Былое полно мук и зла… (1, 512).
до 1837
Уж не жду от жизни ничего я,
И не жаль мне прошлого ничуть… (1, 127)
1841
Хотя, справедливости ради, нужно отличить от прочего и другой мотив:
Если, друг, тебе сгрустнётся,
Ты не дуйся, не сердись:
Всё с годами пронесётся —
Улыбнись и разгрустись (1, 218).
1830
Сравним с пушкинским:
Если жизнь тебя обманет,
Не печалься, не сердись!
В день уныния смирись:
День веселья, верь, настанет.
1825
Но это когда совет обращён на другого. В себе Лермонтов такого утешения найти не может.

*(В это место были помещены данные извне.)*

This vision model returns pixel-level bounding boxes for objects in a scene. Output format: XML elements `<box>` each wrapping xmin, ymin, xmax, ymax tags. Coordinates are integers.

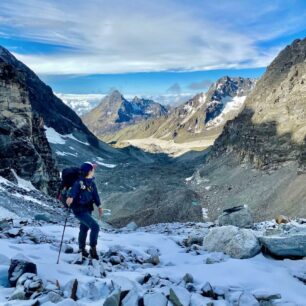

Гляжу на будущность с боязнью,
Гляжу на прошлое с тоской
И, как преступник перед казнью,
Ищу кругом души родной… (1, 39)
Лермонтов отдал несомненную дань романтизму, и не избыл его полностью в своей поэзии. Только романтиком он оказался своеобразным: ни прошлого не жаловал, и на будущее не уповал, как видим. Байрону он близок был в этом, который тоже порою чересчур мрачно на жизнь смотрел. Недаром же имя английского поэта время от времени в стихах лермонтовских встречается.
Не думай, чтоб я был достоин сожаленья,
Хотя теперь слова мои печальны, — нет,
Нет! все мои жестокие мученья —
Одно предчувствие гораздо больших бед.
Я молод; но кипят на сердце звуки,
И Байрона достигнуть я б хотел;
У нас одна душа, одни и те же муки,
О, если б одинаков был удел!..
Как он, ищу забвенья и свободы,
Как он, в ребячестве пылал уж я душой.
Любил закат в горах, пенящиеся воды
И бурь земных и бурь небесных вой.
Как он, ищу спокойствия напрасно,
Гоним повсюду мыслию одной.
Гляжу назад — прошедшее ужасно;
Гляжу вперёд — там нет души родной! (1, 255)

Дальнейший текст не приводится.